In the UK the TV series, partly due to its foreignness as both fairy tale and for the unfamiliarity of its German production, was "indelibly carved on the psyches" as "one of the most frightening things ever shown on children's television". Tim Worthington describes the film as:

"Closer to a nightmare than a fairytale, it looked like an abstract expressionist film that might otherwise only have been seen late at night on BBC2 ...the overt political undertones ...seemed like light relief next to the alarming shrieking light-flashing interludes ...Frightening enough to traumatise some and visually arresting enough to fascinate others ...this was a mind-bending experience indeed.

The release of the film on home video spurred renewed interest.
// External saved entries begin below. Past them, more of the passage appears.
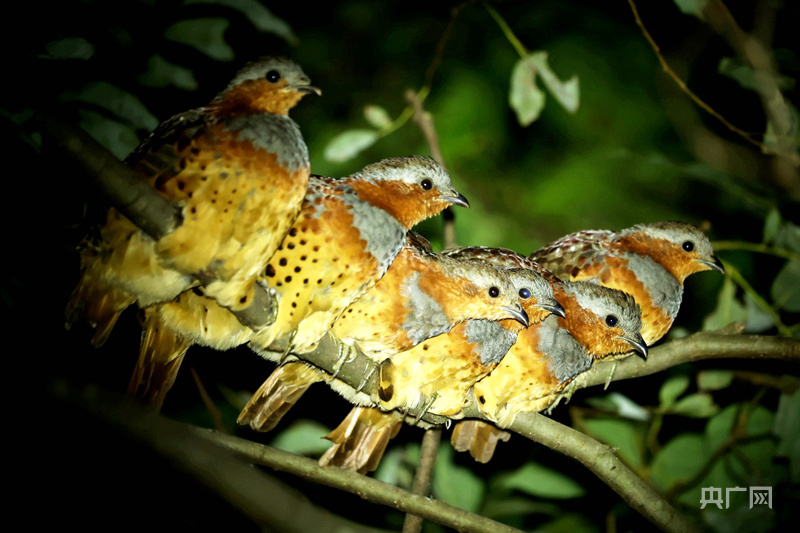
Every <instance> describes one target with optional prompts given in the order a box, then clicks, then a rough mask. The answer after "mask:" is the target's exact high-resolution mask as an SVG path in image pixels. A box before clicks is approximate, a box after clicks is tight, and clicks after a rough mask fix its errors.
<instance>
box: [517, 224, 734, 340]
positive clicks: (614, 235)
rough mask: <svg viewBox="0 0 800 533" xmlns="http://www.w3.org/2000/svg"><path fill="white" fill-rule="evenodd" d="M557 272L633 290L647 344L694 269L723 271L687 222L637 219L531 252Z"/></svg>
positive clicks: (558, 274)
mask: <svg viewBox="0 0 800 533" xmlns="http://www.w3.org/2000/svg"><path fill="white" fill-rule="evenodd" d="M528 257H529V258H530V259H533V260H534V261H536V262H537V263H539V264H540V265H541V266H542V267H544V268H546V269H548V270H550V271H551V272H552V273H553V274H554V275H555V276H557V277H559V278H561V279H563V280H569V281H581V280H588V281H592V282H594V283H598V284H600V285H603V286H605V287H611V288H613V289H619V290H621V291H624V292H626V293H628V294H631V295H632V296H633V297H634V299H635V300H636V302H637V303H638V304H639V307H640V308H641V310H642V337H643V338H644V340H645V342H646V343H647V345H648V346H651V345H652V344H654V343H655V342H657V341H658V340H659V339H661V338H662V337H663V336H664V335H665V334H666V333H667V332H668V331H669V329H670V328H671V327H672V324H673V322H674V321H675V318H676V316H677V314H678V310H679V308H680V305H681V301H682V299H683V291H684V282H685V281H686V278H687V277H689V276H690V275H692V274H694V273H696V272H702V271H706V270H715V271H718V272H720V273H723V274H724V272H725V269H724V267H723V265H722V262H721V261H720V260H719V259H718V258H717V257H716V255H715V254H714V250H713V248H712V246H711V243H710V242H709V240H708V237H707V236H706V235H705V234H704V233H703V232H702V231H700V229H699V228H697V227H696V226H694V225H692V224H687V223H685V222H676V221H667V222H655V223H649V224H638V225H634V226H631V227H629V228H626V229H623V230H620V231H616V232H614V231H610V230H586V231H579V232H575V233H571V234H569V235H566V236H565V237H562V238H560V239H558V240H556V241H554V242H552V243H550V244H547V245H545V246H543V247H541V248H539V249H538V250H536V251H534V252H532V253H531V254H530V255H529V256H528Z"/></svg>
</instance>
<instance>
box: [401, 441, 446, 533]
mask: <svg viewBox="0 0 800 533" xmlns="http://www.w3.org/2000/svg"><path fill="white" fill-rule="evenodd" d="M441 440H442V429H441V428H438V427H437V428H431V429H429V430H426V431H425V433H424V434H423V436H422V448H421V449H420V452H419V464H418V465H417V472H416V474H415V476H414V486H413V487H412V488H411V490H412V491H413V492H414V494H418V495H420V496H425V497H427V496H428V495H429V494H430V493H431V485H432V483H433V467H434V466H435V465H436V456H437V454H438V452H439V443H440V442H441ZM420 531H422V517H421V516H419V515H414V514H407V515H406V520H405V522H403V533H419V532H420Z"/></svg>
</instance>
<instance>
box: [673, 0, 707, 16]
mask: <svg viewBox="0 0 800 533" xmlns="http://www.w3.org/2000/svg"><path fill="white" fill-rule="evenodd" d="M707 3H708V0H675V5H676V6H678V9H680V10H681V13H683V14H684V15H692V16H694V17H697V18H699V19H700V20H705V19H704V17H703V9H705V7H706V4H707Z"/></svg>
A Radio Times readers' poll in 2004 voted this programme the 20th spookiest TV show ever.

==Adaptations and remakes==
A spoof of the series was created as a sketch in the last season of The Fast Show (1997), entitled, Ton Singingen Ringingen Bingingen Plingingen Tingingen Plinkingen Plonkingen Boinging Triee.

A live stage adaptation of the DEFA film has run at the Boulevard Theater in Dresden since 2013.

In 2016, director Wolfgang Eißler filmed the fairy tale again, this time with Hamburg actress Jytte-Merle Böhrnsen in the lead role of the princess. Christel Bodenstein, the princess from the original DEFA fairy tale film, appears in the role of a herbalist.

==Other works inspired by the film==
In 2006, a wind-powered sound sculpture titled Singing Ringing Tree, named after the film, was erected in the landscape of the Pennine hill range overlooking Burnley, in Lancashire, England. It resembles a windswept tree. In March 2017, a second Singing Ringing Tree was set on the outskirts of Austin, Texas in the United States in the rural area of a small town called Manor.

== Legacy ==
Comedy podcast RiffTrax (Michael J. Nelson, Bill Corbett and Kevin Murphy) recorded and released a mocking riff of the film in 2026.